In 1999, Gen. McCaffrey found himself in an alliance with Gov. Pataki in urging reform, even though the governor dismissed the general’s position as politically motivated. In truth, the general was only calling for what Mr. Pataki himself had proposed — reform — while the leader of the Democratic Assembly, Speaker Sheldon Silver, was a surprise holdout, fearing reform might make his fellow Democrats appear soft on crime.
Much has changed in the interim. Now it is Mr. Silver who has come out for reforms that have gained Gen. McCaffrey’s support. The plan would give judges more discretion in sentencing and stress treatment as an alternative to incarceration.

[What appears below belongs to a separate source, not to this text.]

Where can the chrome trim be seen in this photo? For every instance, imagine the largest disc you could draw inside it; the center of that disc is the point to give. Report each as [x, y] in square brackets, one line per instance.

In the general’s view, this is the approach necessary to reverse the misguided Rockefeller Drug Laws that were “passed during a time of enormous fear, anxiety and lack of understanding of the issues.” They take a get-tough approach to drug crime by mandating a minimum sentence of 15 years to life for possession of four ounces, or sale of two, of an illegal substance, even if it is a first offense.
That is not to say that Mr. Pataki has abandoned reform. To the contrary, he has advanced a package that also would provide for judicial discretion and treatment alternatives. But unlike the Assembly plan, the governor would not include Class B felons as eligible for treatment. Under the Assembly plan, drug offenders Class B down to E would be eligible.
The governor also proposes to strengthen laws on marijuana possession and distribution, claiming that present statutes are too lax. The sale, or attempted sale, of any amount of marijuana would be upgraded to a felony for some second offenses, while other marijuana felonies would draw longer sentences.
Mr. Pataki defends his position on ruling out treatment for Class B felonies on the grounds that the goal is to keep drug kingpins behind bars, just as the Rockefeller Drug Laws were supposed to do. That would be a credible position if only the Rockefeller laws had attained that goal. But they did not. As for marijuana, even some district attorneys, who oppose Rockefeller drug law reform, are mystified. Why crowd the jails with more low-level offenders if the goal of reform is to reduce the prison population by encouraging treatment as an option to incarceration?
Gen. McCaffrey’s views come at an opportune time. Despite the enthusiasm for drug law reform earlier this year, the issue has faded from the public consciousness and the prospects for passage do not seem as promising today as they were only a few months ago. But now with the former drug czar repeating the call to undo the damages of 28 years of failure, perhaps the governor and lawmakers on both sides will get serious about reaching a middle ground — one where an enlightened drug policy can replace one crafted in ignorance.